The president’s critics have been demanding she account for her role in a vote-fixing scandal.
Mother apologizes To Aruban people
Oranjestad, Aruba The mother of a missing Alabama teenager apologized Friday for any offense her remarks about the justice system here may have caused to Arubans.
Beth Holloway Twitty said she had been extremely distraught with the scarcity of clues to her daughter’s fate when she contended Tuesday that two brothers who have been tied to the case were guilty and should not have been freed from jail.
Her remarks were widely criticized as an unfair attack on the Dutch judicial system that governs this Caribbean protectorate of the Netherlands.
Remains of protest group leader found
Buenos Aires, Argentina Investigators have recovered the remains of the woman who founded a legendary protest group against Argentina’s Dirty War, nearly three decades after she was abducted, officials said Friday.

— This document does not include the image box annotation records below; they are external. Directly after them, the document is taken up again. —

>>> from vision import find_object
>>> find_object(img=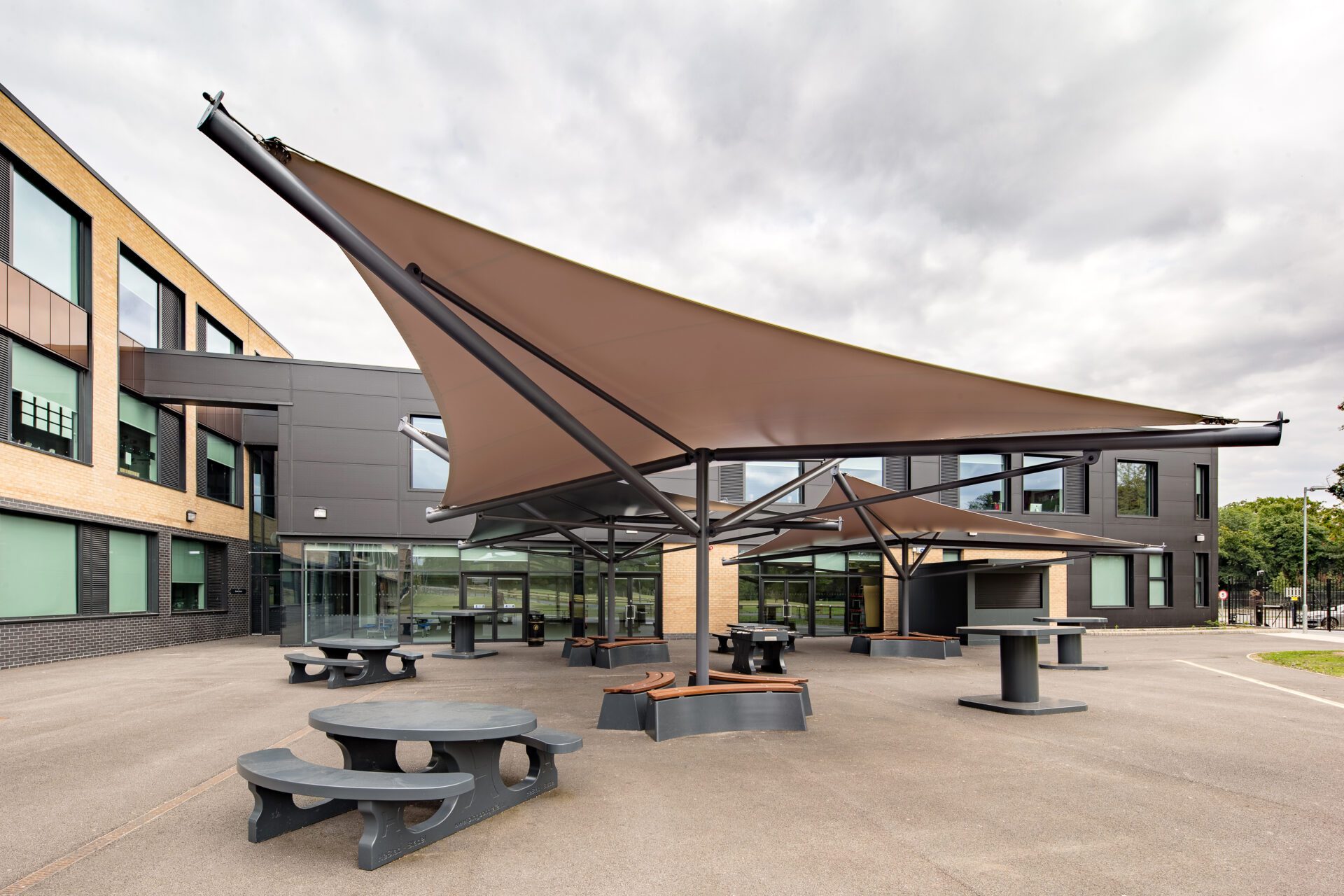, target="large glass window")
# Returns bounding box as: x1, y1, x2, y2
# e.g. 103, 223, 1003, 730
117, 392, 159, 482
958, 454, 1008, 510
172, 539, 206, 610
12, 171, 80, 305
412, 416, 447, 491
9, 342, 79, 459
1116, 461, 1157, 516
743, 461, 802, 504
108, 529, 149, 612
204, 433, 238, 504
840, 456, 882, 485
0, 513, 78, 618
1021, 454, 1065, 513
117, 255, 159, 348
1091, 554, 1129, 607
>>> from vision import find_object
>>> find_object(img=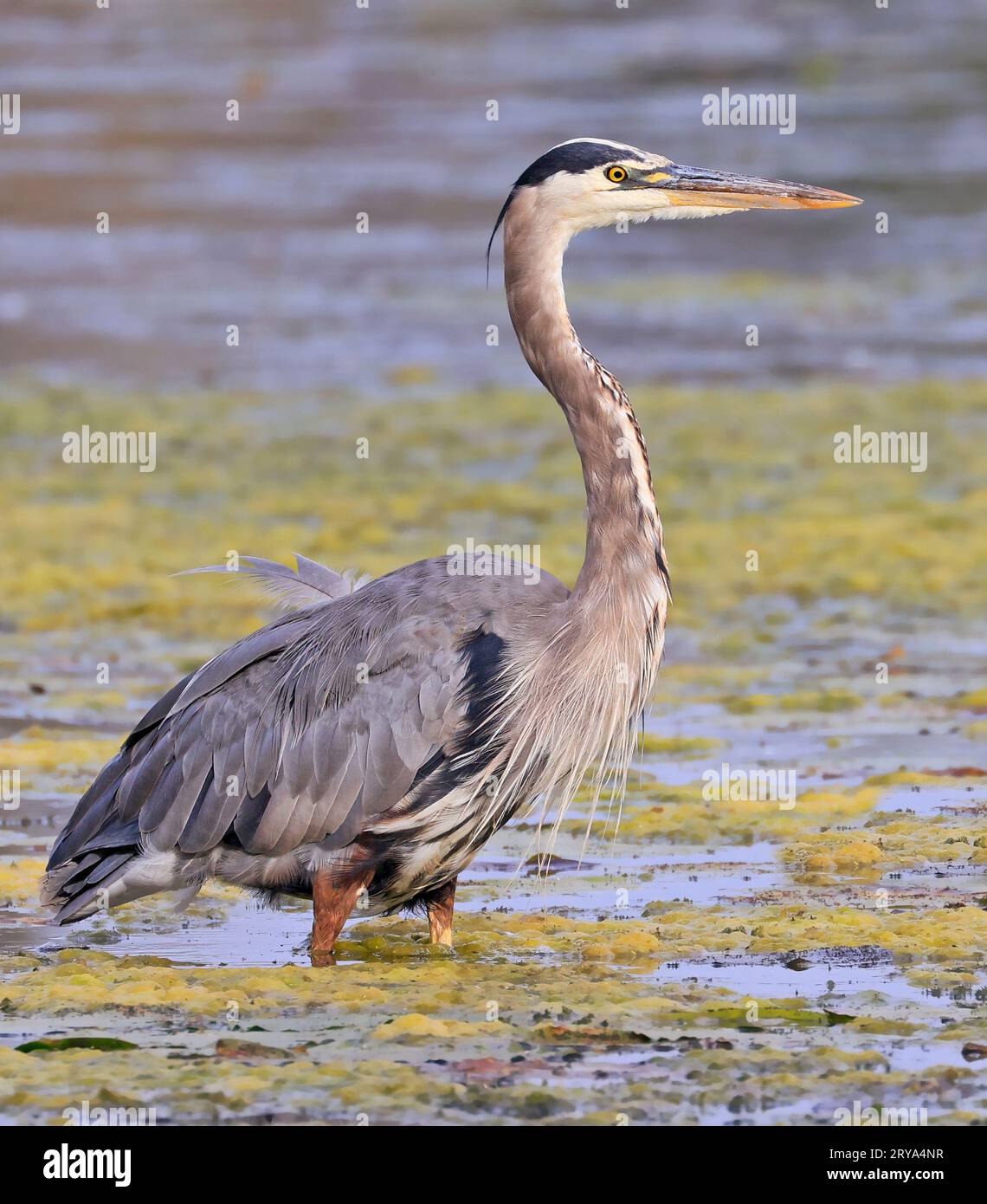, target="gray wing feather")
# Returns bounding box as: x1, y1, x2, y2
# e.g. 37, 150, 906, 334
49, 558, 567, 909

The remains of Azucena Villaflor and two colleagues were recently unearthed from a rural cemetery and identified through DNA tests, forensic anthropologist Carlos Somigliana said.
Villaflor helped to found the Mothers of the Plaza de Mayo, which emerged during the country’s 1976-83 crackdown on dissent. The group has continued since then to demand an accounting of loved ones who disappeared.
More than 12,000 people died during the military junta’s fight against leftists known as the “Dirty War” and the vast majority have never been found or identified.